# possible to regrind tip of broken tap??



## crueby (Nov 16, 2013)

Just broke a small tap (4-40) off near the tip, with quite a bit of the full-thread portion remaining. Was wondering - is it possible/advisable to regrind the taper portion of the tap an keep using it? Or will it be more trouble than its worth? Dont break one that often, but if they are salvagable that could save a few bucks.
Someone out there must have tried this - any experience good/bad/horror-story to share? I assume it would have to be done with lots of cooling to avoid messing up the hardness.


----------



## Tin Falcon (Nov 16, 2013)

> is it possible/advisable to regrind the taper portion of the tap an keep using it? Or will it be more trouble than its worth? Dont break one that often, but if they are salvageable that could save a few bucks



first of all there are many styles of tap. sounds like you are referring to a four flute tapered  or plug hand tap.
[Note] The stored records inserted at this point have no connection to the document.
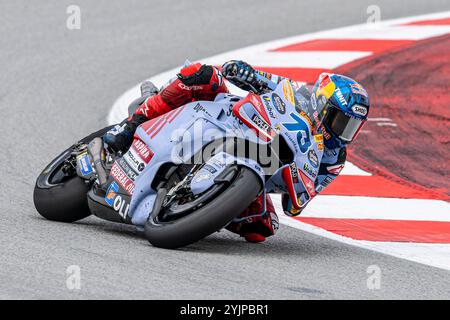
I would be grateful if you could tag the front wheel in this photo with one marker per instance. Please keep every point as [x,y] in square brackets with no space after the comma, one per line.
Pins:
[225,203]
[59,196]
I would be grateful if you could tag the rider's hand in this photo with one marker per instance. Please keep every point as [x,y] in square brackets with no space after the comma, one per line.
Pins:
[118,138]
[238,69]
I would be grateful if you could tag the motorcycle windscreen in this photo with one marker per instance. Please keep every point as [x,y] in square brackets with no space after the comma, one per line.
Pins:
[342,125]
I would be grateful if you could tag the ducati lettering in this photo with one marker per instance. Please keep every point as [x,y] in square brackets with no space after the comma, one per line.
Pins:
[362,111]
[142,150]
[119,175]
[230,113]
[199,108]
[312,172]
[121,206]
[294,172]
[313,159]
[269,107]
[111,193]
[278,103]
[260,123]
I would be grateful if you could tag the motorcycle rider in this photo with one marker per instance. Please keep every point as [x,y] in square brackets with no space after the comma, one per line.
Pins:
[341,106]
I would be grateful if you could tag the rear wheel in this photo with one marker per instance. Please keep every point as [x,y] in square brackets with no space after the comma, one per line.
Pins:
[181,223]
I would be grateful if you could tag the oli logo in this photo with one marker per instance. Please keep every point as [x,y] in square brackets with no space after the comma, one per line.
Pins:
[111,193]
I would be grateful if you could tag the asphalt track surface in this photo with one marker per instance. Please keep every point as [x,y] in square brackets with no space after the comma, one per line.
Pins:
[57,85]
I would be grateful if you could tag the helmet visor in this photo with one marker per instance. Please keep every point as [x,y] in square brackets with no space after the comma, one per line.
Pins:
[342,125]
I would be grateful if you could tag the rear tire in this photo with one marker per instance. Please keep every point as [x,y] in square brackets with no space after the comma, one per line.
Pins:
[209,218]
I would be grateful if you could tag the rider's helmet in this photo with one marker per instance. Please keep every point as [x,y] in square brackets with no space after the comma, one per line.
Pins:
[340,107]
my suggestion is grind the end square and use it as a bottoming tap. I worked in a shop where the purchaser only bought plug taps so if we needed a bottoming tap find a broken one and off to the grinder. 

I much prefer spiral point or spiral flute taps as they are stronger and can be used under power and are less likely to break. 
Tin


----------



## portlandron (Nov 16, 2013)

Second the grinding the tip flat and using it as a bottom tap.
If you were to try and grind a tapered start on the end and did not have each flute ground the same it would be very hard to keep the tap straight
(90 degrees to the surface of the material being taped).


----------



## napoleonb (Nov 17, 2013)

Seconding the bottom tap grind.
I don't know why the tap broke in the first place but i used to "backgrind" the shaft on some of my taps. When the tap breaks it breaks at the weakest point (the grinded shaft) and would be easy to extract from the workpiece. 

This trick isn't necessary for all taps but only if you're working on a rahter expensive product with dodgy setups or extended taps.


----------



## gus (Nov 17, 2013)

I support regrinding as per Tin Falcon's and others. Broke a 1/4'" BSF tap during my Trade School days. Quietly reground and send back to tool store. Seen my uncles doing it in 1960.Mate of mine drew out same tap and found it to be sharper than all other taps he used for project work.


----------



## don-tucker (Nov 17, 2013)

I have always done it ,grind it square then put a bit of rake on the sides,not as good as the original but works.
Don


----------



## rklopp (Nov 17, 2013)

I'm going to be a contrarian and say forget it, it's not worth the time or future ruined part due to a busted tap. Save the piece of tool steel for a small boring bar or something, and buy a new tap.


----------



## crueby (Nov 17, 2013)

Thanks for all the advice - I like the idea of using it as a bottom tap.


----------



## Gedeon Spilett (Nov 17, 2013)

I do have many bottoming tap, even if one is enough !


----------